Pile-based shuffling

Output is split across multiple HDF5 "pile" files (p0.hdf5, p1.hdf5, ..., p{n-1}.hdf5). During writing, each chunk of events is assigned to a pile either randomly (pile_assignment="random") or in round-robin order (pile_assignment="deque"). During reading, piles are loaded independently - the ML dataloader shuffles within each pile, giving efficient pseudo-random access without loading the full dataset into memory.

-- writing step --
for batch of events from ROOT file do
    for chunk of size chunk_shape in batch do
        j <- pile index (random or round-robin)
        append chunk to pile p[j]

-- reading step --
for pile p[j] in selected range do
    load p[j], shuffle in memory
    yield batches to DataLoader

Valid masks

The writer can produce a boolean valid column inside each jagged object struct. When valid=True, slots holding real data are marked True and padding slots are False. Passing a dict (e.g. valid={"jets": ("jet_type", [2])}) additionally filters by a type field - only slots where jet_type == 2 are marked valid.

Example usage

Hdf5WriterProcessor is a regular Processor that runs inside the processor graph (alongside any custom transformation processors) rather than as a separate postprocessor:

from f9columnar.dataset_builder import RootPhysicsDataset
from f9columnar.hdf5_writer import Hdf5WriterProcessor
from f9columnar.processors import CheckpointProcessor, ProcessorsGraph
from f9columnar.run import ColumnarEventLoop

# build the processor graph -- the writer sits in the chain like any other processor
analysis_graph = ProcessorsGraph()
analysis_graph.add(
    CheckpointProcessor("input"),
    *analysis_collection.as_list(),  # custom processors (weights, labels, scaling, ...)
    Hdf5WriterProcessor(
        output_files_path="output/hdf5/",
        flat_column_names=["ptl1", "ptl2", "mll", "weights", "label_type"],
        jagged_column_names={
            "jets": ["jet_e", "jet_pt", "jet_eta", "jet_phi"],
        },
        default_chunk_shape=32,
        max_lengths={"jets": 15},
        pad_values={"jets": 999.0},
        sort_by_variable={"jets": "jet_pt"},     # descending sort before truncation
        n_piles=256,
        pile_assignment="random",
        enforce_dtypes={"nbjets": "int64"},
        varlen=True,                              # variable-length storage
        enforce_varlen_max_length=False,
        valid={"jets": ("jet_type", [2])},        # per-slot valid mask filtered by jet_type
        extra_metadata={"scale": {"jet_e": 1.0e-3}},
        append=False,
        compression="lz4",                       # forwarded to h5py.create_dataset
    ),
    CheckpointProcessor("output", save_arrays=True),
)
analysis_graph.chain()

# create ROOT datasets
mc_dataset = RootPhysicsDataset("MC", [str(f) for f in mc_files], is_data=False)
mc_dataset.setup_dataloader(**dataloader_config)
mc_dataset.init_dataloader(processors=analysis_graph)

# run the event loop
event_loop = ColumnarEventLoop(
    mc_datasets=[mc_dataset],
    data_datasets=None,
    cut_flow=False,
)
event_loop.run(mc_only=True)

Output HDF5 structure

Each pile file (p0.hdf5, ...) contains:

/events                  # flat event-level structured array (n_events,)
    fields: ptl1, ptl2, mll, weights, label_type, ...

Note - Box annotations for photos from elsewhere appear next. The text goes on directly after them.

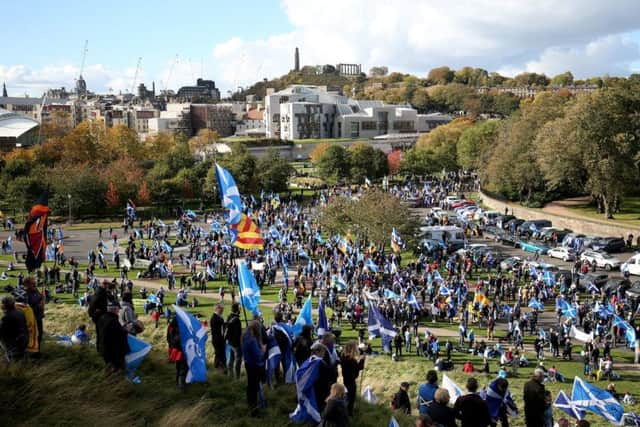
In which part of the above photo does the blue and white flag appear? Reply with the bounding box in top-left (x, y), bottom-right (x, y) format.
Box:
top-left (571, 377), bottom-right (624, 425)
top-left (124, 335), bottom-right (151, 380)
top-left (173, 305), bottom-right (209, 384)
top-left (238, 261), bottom-right (260, 315)
top-left (293, 295), bottom-right (313, 337)
top-left (553, 390), bottom-right (585, 420)
top-left (364, 258), bottom-right (378, 273)
top-left (318, 298), bottom-right (329, 337)
top-left (587, 282), bottom-right (600, 294)
top-left (407, 294), bottom-right (422, 310)
top-left (484, 380), bottom-right (518, 419)
top-left (367, 304), bottom-right (398, 338)
top-left (529, 298), bottom-right (544, 311)
top-left (384, 289), bottom-right (400, 299)
top-left (216, 163), bottom-right (242, 224)
top-left (289, 355), bottom-right (322, 425)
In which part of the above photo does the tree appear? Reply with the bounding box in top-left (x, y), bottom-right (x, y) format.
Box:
top-left (551, 71), bottom-right (573, 86)
top-left (309, 142), bottom-right (331, 164)
top-left (256, 148), bottom-right (294, 193)
top-left (104, 182), bottom-right (120, 209)
top-left (349, 143), bottom-right (389, 183)
top-left (369, 67), bottom-right (389, 77)
top-left (387, 150), bottom-right (402, 175)
top-left (317, 144), bottom-right (350, 182)
top-left (427, 66), bottom-right (455, 85)
top-left (320, 190), bottom-right (417, 247)
top-left (456, 120), bottom-right (500, 170)
top-left (416, 119), bottom-right (474, 171)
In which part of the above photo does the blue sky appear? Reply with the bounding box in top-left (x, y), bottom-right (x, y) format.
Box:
top-left (0, 0), bottom-right (640, 95)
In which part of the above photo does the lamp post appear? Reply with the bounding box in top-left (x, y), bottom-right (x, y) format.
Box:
top-left (67, 193), bottom-right (71, 225)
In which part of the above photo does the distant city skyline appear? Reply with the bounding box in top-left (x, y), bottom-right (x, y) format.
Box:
top-left (0, 0), bottom-right (640, 97)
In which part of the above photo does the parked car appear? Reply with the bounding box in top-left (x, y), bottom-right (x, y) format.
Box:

/jets                    # varlen: packed 1D (total_jets,) | padded: 2D (n_events, max_length)
    fields: jet_e, jet_pt, jet_eta, jet_phi, valid

/jets_culens             # varlen only: (n_events+1,) cumulative offsets, dtype int64
                         # jets[culens[i]:culens[i+1]] = jets for event i

/metadata                # JSON string - pad_values, max_lengths, sort_by_variable,
                         # varlen, enforce_varlen_max_length, extra_metadata, ...

Feature scaling

The library fits sklearn-based scalers over HDF5 (or ROOT) datasets so that scaling works on data that doesn't fit in memory.

Numerical scalers

The following numerical scaler types are supported (passed as numer_scaler_type):

Type sklearn class Supports partial fit NN scaler
"minmax" MinMaxScaler yes NNMinMaxScaler
"maxabs" MaxAbsScaler yes -
"standard" StandardScaler yes NNStandardScaler
"robust" RobustScaler no -
"quantile" QuantileTransformer no -
"power" PowerTransformer no -
"logit" MinMaxScaler -> LogitTransform yes NNLogitScaler
"standard_logit" MinMaxScaler -> LogitTransform -> StandardScaler yes NNStandardLogitScaler

When a scaler does not support partial fit, all events (up to n_max) are accumulated before fitting. Scalers that support partial fit are updated incrementally per batch.

Categorical scaler

Setting categ_scaler_type="categorical" enables a custom CategoricalFeatureScaler (a LabelEncoder variant that supports partial fitting). It maps each unique category value to a consecutive integer per column, and can be updated incrementally as new batches arrive.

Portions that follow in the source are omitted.